Most times, the story fails the test of believability and one has to consciously keep in mind that the series, after all, is entertainment and not at all a documentary; and based on an FPJ movie, many of which were not at all averse to stretching the imagination.

That said, the series is presented with so much charm that one is always prepared to overlook creases in the storyline. Yes, even one scene when Cardo did a Ryan Rems Sarita 360º turn with handguns to wipe out a group of outlaws armed with automatic weapons. That a single man could pull that off is not believable in the real world; but it always will be possible in an FPJ movie.

The series is, of course, a platform for Coco Martin’s wide-range of acting skills. Martin, perhaps, still does not have the chameleon like qualities of a Joel Torre. That said, he has this raw ability to interpret a dramatic scene that he can be powerful even without dialogue.

For instance, that scene when he had to stare down at his twin brother’s corpse inside the morgue was gut-wrenching. They say the best actors are those who do not act at all; and in that moment of pure grief, Martin was not an actor playing Cardo. He was Cardo; and his pain was beamed into living rooms across the nation.

His facial expressions, too, when Cardo was first introduced to Ador’s family were simply priceless. Cardo, after all, was something of a rogue cop being asked to deliver a FAMAS Award winning performance to fulfil a mission; and even without the benefit of dialogue, Martin was able to perfectly convey the awkwardness of the situation.

Of course, Martin’s brilliance often means that the remainder of the cast often cannot keep up with his quality. I loved Susan Roces as much as I did FPJ in those black and white movies that I used to watch as a boy; but in this contemporary interpretation of ‘Ang Probinsiyano,’ her acting often appears still trapped in those sixties Sampaguita classics.

Even Maja Salvador, who enjoys top-billing with Martin, has often paled in comparison. For instance, in last night’s episode with Joey Marquez, she seemed somewhat tentative in the delivery of her lines and was easily outshone by Marquez’s spontaneous and effortless performance. In fairness, her character Glen has largely been peripheral so far.

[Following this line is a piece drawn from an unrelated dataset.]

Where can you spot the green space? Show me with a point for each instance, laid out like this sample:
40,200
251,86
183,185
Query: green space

The only one who has kept stride with Martin as far as I am concerned has been Arjo Atayde, who like the former has skilfully used facial expressions in the absence of dialogue. Atayde is the son of Sylvia Sanchez, so his ability to act without really acting must be a genetic thing.

Then there is Xymon Ezekiel Pineda, a.k.a. Onyok, erstwhile Little Bamboo in It’s Showtime’s Mini-Me segment but now with a supporting role in this major television production. Considering the amount of airtime that he has enjoyed of late, it’s arguable that his is still a supporting role.

That the boy has charm was apparent even in the Mini Me. However, ‘Ang Probinsiyano’ has given him an altogether different platform with which to exude this charm. His repartees with Cardo have been priceless, the comic relief to what is otherwise a heavily dramatic series.

Bela Padilla has also done the character Carmen, Ador’s wife, real justice. Her apparently sexual advances upon Cardo that first night together was easily among the series’ highlights so far. How Cardo continues to avoid the marital bed is among the things that tests the series’ believability; but it is also among its most intriguing subplots.

Meanwhile, the story goes on. In real life, Lola Kap and Carmen would probably have immediately discerned that Cardo was not Ador right from the first time the family was reunited. However, Cardo’s subtle slips continue to flame suspicions that Ador is not Ador at all.

And waiting for the secret to be revealed, and waiting for the inevitable trauma that awaits Ador’s family, is what continues to make FPJ’s ‘Ang Probinsiyano’ very, very watchable indeed!